If I’d checked King Mallory’s resume (Aspen Institute, Bureau of Near Eastern Affairs, U.S. Department of State, etc.), I wouldn’t have had the audacity to ask for an interview. I knew I was out of my depth when I met him at a coffee shop and found him reading a book on game theory that would be applied to nuclear negotiations with North Korea and Iran. But he was great and talked to me as if I knew what he was talking about.
King had just come off a year of advising the Ohio Governor John Kasich as National Security Policy Advisor to his presidential campaign. A Kasich top aide kept calling, but King was too polite to take the call during our interview; well, until the third call. As well as being polite, he is a Republican and the son of a Queen of Rex. Though they may be his roots, he has traveled far.
I was leaving for my annual week in New Mexico — all-art, all day, with wonderful women, in divine Taos. So I told King I wouldn’t get this story done until I returned. That was more than a month ago. Besides the devil that took up residence in my back and neck, I blew our interview in a brand new way. The minute I got settled in my seat on the flight to Albuquerque, I started transcribing our interview, starting and stopping to write longhand, rewinding to get the words right. Suddenly, the engines started and the plane lurched forward, sending my fingers over my little digital recorder in just the right pattern to totally erase the two-hour interview with King. The plane really did eat my homework. It was a 6:30 a.m. flight; too tired to panic, I just started writing.
King’s father served in the Pacific Fleet; mother and son joined him in San Francisco. Parents divorced and mom married a German man, so at 6 years old King was dropped into a public school in Berlin, speaking not an iota of German. (It really irritated his German teacher, whose country had just lost a war to the Americans, that little King could quickly outdo his native German-speaking classmates in grammar.)
Fast forward to college at Middlebury, where he studied Russian and Arabic (clearly language is one of his strengths). After working for the Rand Corporation think tank in California, he was on to Moscow as CEO of Credit Suisse Investment Funds, where he found himself a French wife for a time. After Russia, he headed home to the U.S Department of State for five years, then back to Berlin, where he was asked to untangle the mess the German branch of the Aspen Institute was in at the time.

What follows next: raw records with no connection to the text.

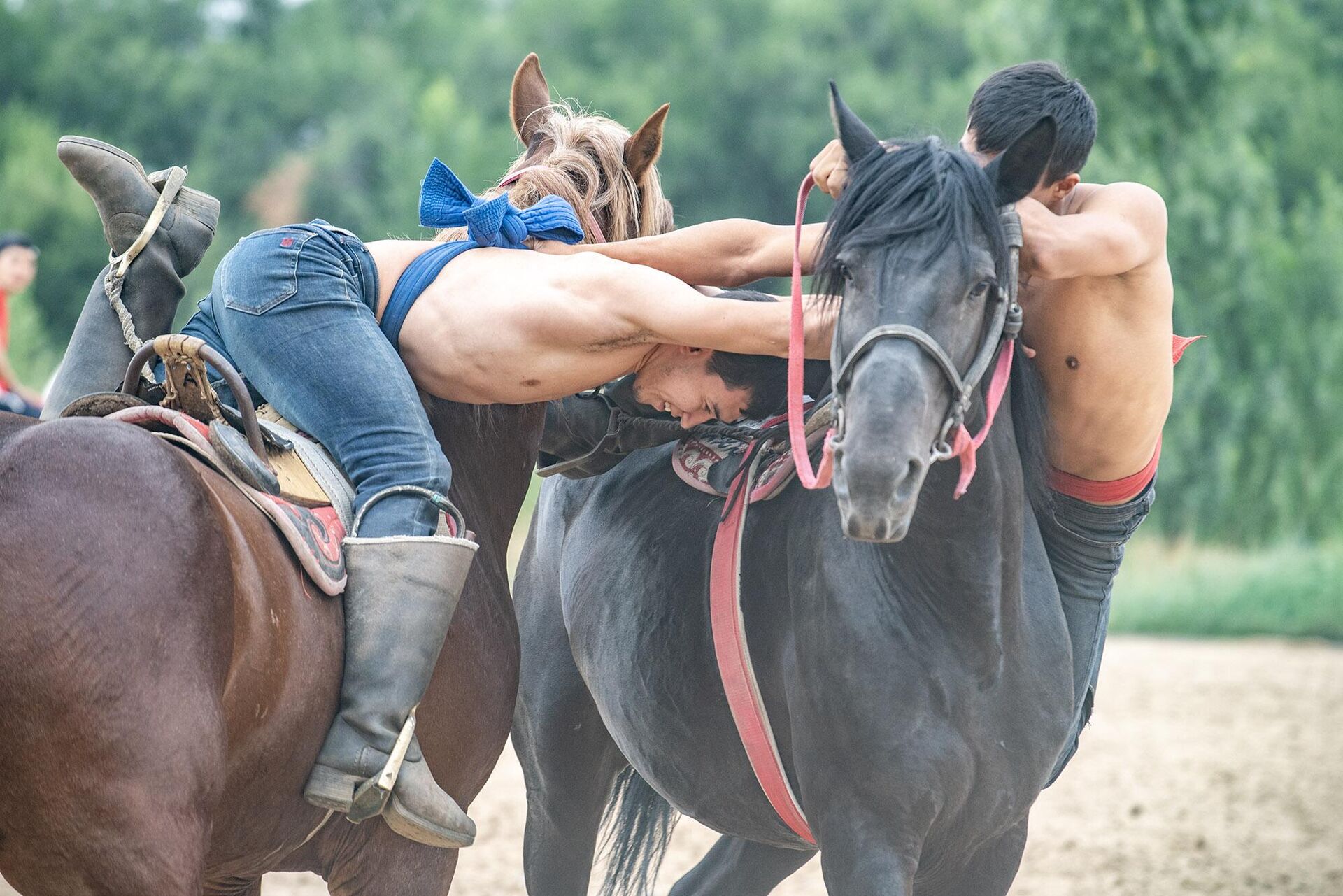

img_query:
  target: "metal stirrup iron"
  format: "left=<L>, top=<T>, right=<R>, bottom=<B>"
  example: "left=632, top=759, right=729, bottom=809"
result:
left=346, top=704, right=419, bottom=825
left=102, top=166, right=187, bottom=371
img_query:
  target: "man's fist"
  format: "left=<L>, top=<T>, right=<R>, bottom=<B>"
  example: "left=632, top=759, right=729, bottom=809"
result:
left=811, top=140, right=848, bottom=199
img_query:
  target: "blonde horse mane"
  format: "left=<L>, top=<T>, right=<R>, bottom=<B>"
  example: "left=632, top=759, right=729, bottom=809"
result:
left=435, top=104, right=673, bottom=242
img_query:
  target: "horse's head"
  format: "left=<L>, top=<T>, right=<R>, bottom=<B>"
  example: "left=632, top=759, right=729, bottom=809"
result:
left=501, top=52, right=672, bottom=242
left=816, top=86, right=1056, bottom=541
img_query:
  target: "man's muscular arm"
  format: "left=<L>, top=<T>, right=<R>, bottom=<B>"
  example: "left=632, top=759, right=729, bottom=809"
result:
left=1016, top=183, right=1166, bottom=279
left=588, top=253, right=838, bottom=359
left=536, top=218, right=825, bottom=286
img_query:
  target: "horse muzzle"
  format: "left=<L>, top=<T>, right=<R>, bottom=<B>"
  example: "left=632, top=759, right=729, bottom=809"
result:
left=834, top=443, right=928, bottom=541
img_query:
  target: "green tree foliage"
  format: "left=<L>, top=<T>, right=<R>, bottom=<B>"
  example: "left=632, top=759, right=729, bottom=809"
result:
left=0, top=0, right=1343, bottom=543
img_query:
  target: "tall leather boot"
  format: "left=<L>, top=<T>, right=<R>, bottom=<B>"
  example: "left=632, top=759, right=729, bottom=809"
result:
left=42, top=137, right=219, bottom=418
left=304, top=526, right=476, bottom=849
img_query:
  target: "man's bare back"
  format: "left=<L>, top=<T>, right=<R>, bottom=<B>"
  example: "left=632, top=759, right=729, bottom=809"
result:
left=1019, top=184, right=1174, bottom=481
left=577, top=141, right=1174, bottom=497
left=368, top=241, right=831, bottom=422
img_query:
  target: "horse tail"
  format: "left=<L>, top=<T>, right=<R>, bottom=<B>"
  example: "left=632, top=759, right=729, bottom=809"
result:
left=600, top=767, right=681, bottom=896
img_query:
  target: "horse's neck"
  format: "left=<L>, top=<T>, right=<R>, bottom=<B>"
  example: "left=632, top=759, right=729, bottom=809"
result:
left=886, top=414, right=1025, bottom=678
left=426, top=399, right=546, bottom=567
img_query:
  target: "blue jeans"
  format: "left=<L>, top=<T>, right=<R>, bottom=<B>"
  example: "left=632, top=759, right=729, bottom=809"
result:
left=183, top=222, right=451, bottom=537
left=1037, top=478, right=1156, bottom=783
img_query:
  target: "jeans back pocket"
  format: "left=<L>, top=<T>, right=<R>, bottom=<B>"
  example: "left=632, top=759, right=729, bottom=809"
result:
left=215, top=227, right=315, bottom=314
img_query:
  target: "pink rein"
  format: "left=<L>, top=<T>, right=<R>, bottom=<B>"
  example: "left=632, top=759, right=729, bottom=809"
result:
left=499, top=165, right=606, bottom=243
left=788, top=175, right=1016, bottom=499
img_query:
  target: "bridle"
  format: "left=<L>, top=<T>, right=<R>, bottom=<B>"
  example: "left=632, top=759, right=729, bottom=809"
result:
left=499, top=165, right=606, bottom=243
left=788, top=175, right=1022, bottom=499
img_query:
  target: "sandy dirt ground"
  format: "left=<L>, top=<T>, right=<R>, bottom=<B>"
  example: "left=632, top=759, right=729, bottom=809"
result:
left=0, top=638, right=1343, bottom=896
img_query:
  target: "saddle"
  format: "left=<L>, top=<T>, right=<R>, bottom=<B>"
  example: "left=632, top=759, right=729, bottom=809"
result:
left=60, top=333, right=355, bottom=597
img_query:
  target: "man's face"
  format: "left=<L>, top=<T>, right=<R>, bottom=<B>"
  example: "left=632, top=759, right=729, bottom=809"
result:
left=634, top=346, right=751, bottom=429
left=0, top=246, right=38, bottom=294
left=960, top=125, right=1081, bottom=211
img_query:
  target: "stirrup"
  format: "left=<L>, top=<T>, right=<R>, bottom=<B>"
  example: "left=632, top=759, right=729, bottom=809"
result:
left=102, top=168, right=187, bottom=360
left=345, top=704, right=419, bottom=825
left=121, top=333, right=279, bottom=495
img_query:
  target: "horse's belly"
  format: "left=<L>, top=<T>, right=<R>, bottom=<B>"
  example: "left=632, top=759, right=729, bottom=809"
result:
left=562, top=473, right=795, bottom=845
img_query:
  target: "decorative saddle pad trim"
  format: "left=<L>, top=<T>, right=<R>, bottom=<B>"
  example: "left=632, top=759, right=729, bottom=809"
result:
left=106, top=404, right=345, bottom=597
left=672, top=401, right=830, bottom=504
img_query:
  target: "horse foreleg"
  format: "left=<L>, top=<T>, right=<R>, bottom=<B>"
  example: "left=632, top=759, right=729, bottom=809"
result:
left=915, top=818, right=1026, bottom=896
left=672, top=836, right=816, bottom=896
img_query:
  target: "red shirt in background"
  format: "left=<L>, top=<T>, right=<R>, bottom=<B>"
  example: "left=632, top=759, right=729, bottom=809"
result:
left=0, top=289, right=9, bottom=392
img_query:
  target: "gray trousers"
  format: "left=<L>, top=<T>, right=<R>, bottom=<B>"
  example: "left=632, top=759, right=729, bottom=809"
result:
left=1038, top=477, right=1156, bottom=783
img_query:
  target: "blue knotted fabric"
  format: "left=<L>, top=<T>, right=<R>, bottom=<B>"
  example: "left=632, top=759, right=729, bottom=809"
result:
left=420, top=159, right=583, bottom=248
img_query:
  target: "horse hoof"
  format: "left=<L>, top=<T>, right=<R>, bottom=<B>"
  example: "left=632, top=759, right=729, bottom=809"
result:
left=383, top=792, right=476, bottom=849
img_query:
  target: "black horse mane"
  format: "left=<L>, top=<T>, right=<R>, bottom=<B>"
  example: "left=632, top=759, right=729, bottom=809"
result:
left=815, top=137, right=1007, bottom=296
left=815, top=137, right=1051, bottom=511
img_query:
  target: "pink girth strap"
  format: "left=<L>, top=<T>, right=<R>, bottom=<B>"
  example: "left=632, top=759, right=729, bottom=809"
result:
left=709, top=462, right=816, bottom=846
left=951, top=339, right=1016, bottom=499
left=499, top=165, right=606, bottom=243
left=788, top=175, right=835, bottom=489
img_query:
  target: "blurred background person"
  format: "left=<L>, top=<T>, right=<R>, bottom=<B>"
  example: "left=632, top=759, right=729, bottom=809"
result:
left=0, top=234, right=42, bottom=416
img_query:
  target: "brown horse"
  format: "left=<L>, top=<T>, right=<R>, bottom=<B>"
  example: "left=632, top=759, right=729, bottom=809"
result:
left=0, top=55, right=670, bottom=896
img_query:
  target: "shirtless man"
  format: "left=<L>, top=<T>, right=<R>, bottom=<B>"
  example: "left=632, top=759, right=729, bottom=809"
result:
left=52, top=137, right=832, bottom=848
left=543, top=62, right=1186, bottom=776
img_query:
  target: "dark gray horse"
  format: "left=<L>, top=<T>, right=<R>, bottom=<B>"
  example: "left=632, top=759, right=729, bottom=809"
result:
left=513, top=94, right=1073, bottom=896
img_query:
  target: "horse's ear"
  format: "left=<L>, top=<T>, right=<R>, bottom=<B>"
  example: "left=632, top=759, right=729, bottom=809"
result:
left=509, top=52, right=550, bottom=145
left=830, top=80, right=881, bottom=162
left=625, top=102, right=672, bottom=183
left=984, top=115, right=1058, bottom=206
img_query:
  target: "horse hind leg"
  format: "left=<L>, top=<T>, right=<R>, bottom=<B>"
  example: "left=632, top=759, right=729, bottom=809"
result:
left=513, top=513, right=627, bottom=896
left=0, top=420, right=229, bottom=896
left=670, top=836, right=816, bottom=896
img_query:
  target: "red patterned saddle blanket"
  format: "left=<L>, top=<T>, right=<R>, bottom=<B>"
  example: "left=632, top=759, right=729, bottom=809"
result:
left=106, top=404, right=346, bottom=597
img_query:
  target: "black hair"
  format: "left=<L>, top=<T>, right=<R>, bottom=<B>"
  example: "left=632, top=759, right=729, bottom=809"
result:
left=708, top=289, right=830, bottom=423
left=969, top=62, right=1096, bottom=183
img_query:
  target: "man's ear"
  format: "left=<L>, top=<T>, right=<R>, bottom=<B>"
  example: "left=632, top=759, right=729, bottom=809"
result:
left=509, top=52, right=550, bottom=146
left=1049, top=172, right=1083, bottom=200
left=984, top=115, right=1058, bottom=206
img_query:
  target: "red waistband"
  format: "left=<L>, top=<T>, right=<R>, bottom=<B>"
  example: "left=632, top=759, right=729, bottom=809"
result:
left=1049, top=435, right=1162, bottom=504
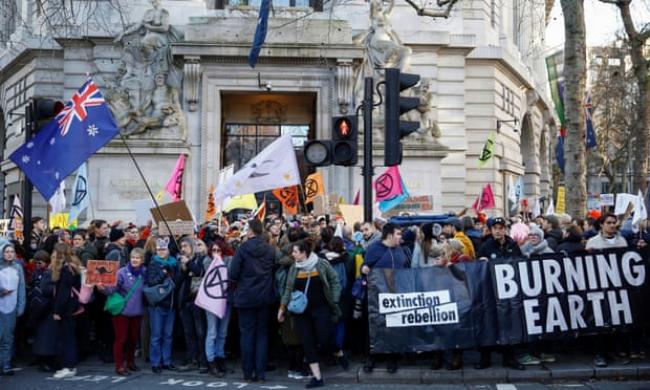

Now he finds himself in NOLA, happily taking it easy where he began. Likely he’ll move on to reckon with problems like nuclear proliferation, never-ending muddles in the Middle East or the conundrum in North Korea. But for today, he was willing to take on our local problems.
On venture capital tax credits:
King says, “The Louisiana venture capital tax credits are, to my knowledge, 20 percent higher than the median offered to venture capitalists in the rest of the country. They are so lucrative, in fact, that there is a secondary market in them.”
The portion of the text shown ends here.